One of the things that gives Nick Saban a most compelling argument as college football's top coach is his perpetual dissatisfaction with his own success. He's admitted to thinking ahead to the next season as quickly as a day after winning national championships, and like all great coaches, he's driven more by failures than accomplishments.
It's from that place that the Alabama coach, in a rare moment of reflection, suggested his four national championships could have been -- gulp -- eight.
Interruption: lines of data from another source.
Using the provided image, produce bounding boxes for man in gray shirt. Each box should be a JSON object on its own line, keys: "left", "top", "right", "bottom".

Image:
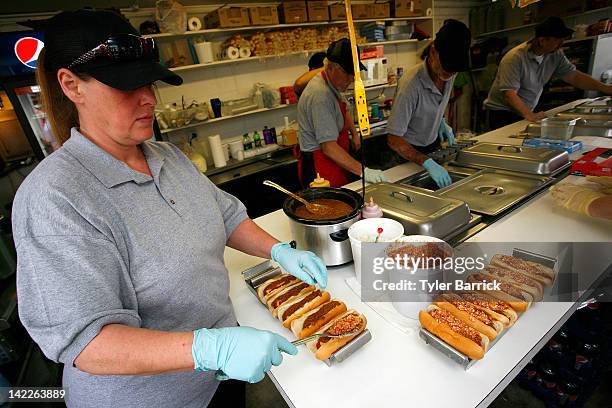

{"left": 387, "top": 20, "right": 471, "bottom": 188}
{"left": 485, "top": 17, "right": 612, "bottom": 129}
{"left": 297, "top": 39, "right": 387, "bottom": 187}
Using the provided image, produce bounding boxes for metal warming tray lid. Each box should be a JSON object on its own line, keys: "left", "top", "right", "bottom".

{"left": 437, "top": 169, "right": 552, "bottom": 216}
{"left": 363, "top": 183, "right": 471, "bottom": 238}
{"left": 454, "top": 143, "right": 569, "bottom": 175}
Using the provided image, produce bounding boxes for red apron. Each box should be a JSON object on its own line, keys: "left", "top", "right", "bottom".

{"left": 297, "top": 71, "right": 352, "bottom": 188}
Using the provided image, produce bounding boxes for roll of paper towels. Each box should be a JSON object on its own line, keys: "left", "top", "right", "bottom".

{"left": 208, "top": 134, "right": 227, "bottom": 168}
{"left": 239, "top": 47, "right": 252, "bottom": 58}
{"left": 194, "top": 41, "right": 214, "bottom": 64}
{"left": 187, "top": 17, "right": 202, "bottom": 31}
{"left": 225, "top": 46, "right": 240, "bottom": 60}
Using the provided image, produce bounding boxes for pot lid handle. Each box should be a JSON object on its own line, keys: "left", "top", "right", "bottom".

{"left": 390, "top": 191, "right": 414, "bottom": 203}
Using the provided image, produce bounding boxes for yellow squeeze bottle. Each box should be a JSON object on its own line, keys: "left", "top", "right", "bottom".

{"left": 309, "top": 173, "right": 330, "bottom": 188}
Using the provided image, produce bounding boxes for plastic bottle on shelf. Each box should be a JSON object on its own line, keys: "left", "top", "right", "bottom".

{"left": 253, "top": 130, "right": 262, "bottom": 148}
{"left": 263, "top": 126, "right": 273, "bottom": 145}
{"left": 280, "top": 116, "right": 298, "bottom": 146}
{"left": 254, "top": 87, "right": 264, "bottom": 109}
{"left": 270, "top": 127, "right": 278, "bottom": 144}
{"left": 309, "top": 173, "right": 330, "bottom": 188}
{"left": 242, "top": 133, "right": 253, "bottom": 151}
{"left": 362, "top": 196, "right": 384, "bottom": 219}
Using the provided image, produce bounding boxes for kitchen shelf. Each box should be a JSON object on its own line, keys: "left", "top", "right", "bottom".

{"left": 160, "top": 104, "right": 295, "bottom": 134}
{"left": 168, "top": 39, "right": 422, "bottom": 73}
{"left": 145, "top": 17, "right": 433, "bottom": 40}
{"left": 159, "top": 83, "right": 397, "bottom": 134}
{"left": 475, "top": 7, "right": 611, "bottom": 38}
"We haven't finished the season in the last two seasons like we'd like," Saban told ESPN radio host Paul Finebaum. "People talk about you won four national championships. Well, I feel like we've had good enough teams to win eight. So I feel like we failed four times. I feel like I failed four times. Is that too difficult? I don't know. But I just know we had other teams that had the talent, and we weren't able to do it."
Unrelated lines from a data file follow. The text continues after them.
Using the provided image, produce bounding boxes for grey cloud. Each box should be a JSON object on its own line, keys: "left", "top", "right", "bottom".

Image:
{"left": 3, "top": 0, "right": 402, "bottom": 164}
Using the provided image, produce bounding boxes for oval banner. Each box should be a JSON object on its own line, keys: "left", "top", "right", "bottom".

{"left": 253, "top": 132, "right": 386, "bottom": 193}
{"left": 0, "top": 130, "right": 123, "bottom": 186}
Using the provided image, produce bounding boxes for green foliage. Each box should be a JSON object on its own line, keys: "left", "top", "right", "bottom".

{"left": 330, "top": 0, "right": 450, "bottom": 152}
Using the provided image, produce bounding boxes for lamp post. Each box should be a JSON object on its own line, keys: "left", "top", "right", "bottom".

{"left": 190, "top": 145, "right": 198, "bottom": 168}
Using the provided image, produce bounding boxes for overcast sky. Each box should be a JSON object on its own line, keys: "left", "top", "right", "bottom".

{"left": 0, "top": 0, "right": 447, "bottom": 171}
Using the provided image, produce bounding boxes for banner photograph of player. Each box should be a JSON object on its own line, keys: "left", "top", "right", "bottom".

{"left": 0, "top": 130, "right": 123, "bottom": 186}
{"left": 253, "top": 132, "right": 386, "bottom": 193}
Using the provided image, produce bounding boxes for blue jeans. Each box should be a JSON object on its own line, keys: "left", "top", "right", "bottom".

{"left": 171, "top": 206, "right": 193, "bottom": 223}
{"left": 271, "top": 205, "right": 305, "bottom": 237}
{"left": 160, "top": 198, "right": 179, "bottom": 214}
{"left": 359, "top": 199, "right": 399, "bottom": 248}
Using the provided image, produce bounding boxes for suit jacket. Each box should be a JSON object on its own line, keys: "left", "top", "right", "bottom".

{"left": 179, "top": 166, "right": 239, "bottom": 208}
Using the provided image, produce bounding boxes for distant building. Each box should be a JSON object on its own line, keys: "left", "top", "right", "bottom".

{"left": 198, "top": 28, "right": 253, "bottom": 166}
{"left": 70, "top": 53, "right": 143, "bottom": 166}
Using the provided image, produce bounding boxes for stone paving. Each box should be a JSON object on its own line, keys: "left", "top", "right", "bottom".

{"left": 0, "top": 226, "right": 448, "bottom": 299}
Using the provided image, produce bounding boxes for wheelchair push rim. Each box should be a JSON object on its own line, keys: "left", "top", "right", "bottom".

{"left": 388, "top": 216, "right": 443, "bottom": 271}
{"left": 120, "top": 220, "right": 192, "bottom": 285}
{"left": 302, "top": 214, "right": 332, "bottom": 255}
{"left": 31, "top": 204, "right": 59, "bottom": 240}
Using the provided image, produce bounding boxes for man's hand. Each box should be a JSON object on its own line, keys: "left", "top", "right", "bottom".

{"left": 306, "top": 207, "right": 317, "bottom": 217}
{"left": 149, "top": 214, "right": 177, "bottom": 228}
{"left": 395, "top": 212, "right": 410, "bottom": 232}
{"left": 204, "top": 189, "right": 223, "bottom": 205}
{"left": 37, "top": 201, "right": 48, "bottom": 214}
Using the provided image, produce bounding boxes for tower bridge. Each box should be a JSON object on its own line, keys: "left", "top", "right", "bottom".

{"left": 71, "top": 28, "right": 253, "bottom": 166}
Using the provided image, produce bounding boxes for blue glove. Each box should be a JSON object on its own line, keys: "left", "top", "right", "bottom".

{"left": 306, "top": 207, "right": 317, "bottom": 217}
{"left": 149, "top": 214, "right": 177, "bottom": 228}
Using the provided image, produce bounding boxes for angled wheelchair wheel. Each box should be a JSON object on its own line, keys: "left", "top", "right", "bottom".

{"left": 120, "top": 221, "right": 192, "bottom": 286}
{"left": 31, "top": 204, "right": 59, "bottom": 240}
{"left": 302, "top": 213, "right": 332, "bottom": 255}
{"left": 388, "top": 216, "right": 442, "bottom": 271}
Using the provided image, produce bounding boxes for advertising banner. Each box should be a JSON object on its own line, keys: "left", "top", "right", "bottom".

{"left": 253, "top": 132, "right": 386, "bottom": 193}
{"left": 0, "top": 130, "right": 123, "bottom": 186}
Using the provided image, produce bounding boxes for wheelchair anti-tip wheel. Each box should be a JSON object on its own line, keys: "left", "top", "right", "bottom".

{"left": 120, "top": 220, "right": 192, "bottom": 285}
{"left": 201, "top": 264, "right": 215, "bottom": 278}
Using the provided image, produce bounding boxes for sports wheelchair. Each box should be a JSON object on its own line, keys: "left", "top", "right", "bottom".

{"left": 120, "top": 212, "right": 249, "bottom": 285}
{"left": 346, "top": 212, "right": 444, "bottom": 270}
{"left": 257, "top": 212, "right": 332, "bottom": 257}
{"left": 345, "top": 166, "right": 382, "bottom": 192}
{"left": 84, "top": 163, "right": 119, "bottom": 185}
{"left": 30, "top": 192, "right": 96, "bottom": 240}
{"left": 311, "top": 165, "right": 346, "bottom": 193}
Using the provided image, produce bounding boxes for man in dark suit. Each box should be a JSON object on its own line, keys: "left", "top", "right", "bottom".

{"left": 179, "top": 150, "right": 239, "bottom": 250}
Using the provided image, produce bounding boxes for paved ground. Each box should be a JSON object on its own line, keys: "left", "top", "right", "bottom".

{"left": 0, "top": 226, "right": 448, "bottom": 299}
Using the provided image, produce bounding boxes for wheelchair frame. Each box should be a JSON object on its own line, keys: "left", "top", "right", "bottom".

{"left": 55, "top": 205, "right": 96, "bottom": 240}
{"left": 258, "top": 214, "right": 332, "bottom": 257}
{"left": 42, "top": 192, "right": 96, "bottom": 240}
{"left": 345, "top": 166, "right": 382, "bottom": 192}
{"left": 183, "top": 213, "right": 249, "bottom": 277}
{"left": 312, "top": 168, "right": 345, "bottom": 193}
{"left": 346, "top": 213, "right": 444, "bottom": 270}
Can that be taken seriously? Let's examine.
First, Saban's definitely not referring to any of his LSU teams that fell short. He had five of them there, won one national title, and the other four weren't in the national championship neighborhood. At Alabama, Saban certainly reached the doorstep of a national championship appearance in 2008, when his 12-0 team let a fourth-quarter lead slip away to Florida in the SEC title game. The 2013 and 2014 teams were similarly close to national championship glory, falling short on the famous "Kick Six" play at Auburn in '13, and again last season in falling to Ohio State in a national semifinal.
That's three "almosts."
The fourth? Saban can only be referring to his 2010 Alabama team, which doesn't quite qualify with the other "almosts." That team was vastly talented with 12 first-round NFL draft picks on the roster (Mark Barron, James Carpenter, Mark Ingram, Julio Jones, Marcell Dareus, D.J. Fluker, Dont'a Hightower, Dre Kirkpatrick, Dee Milliner, C.J. Mosley, Trent Richardson and Chance Warmack). But that team also lost three games and was out of the national championship conversation by early November.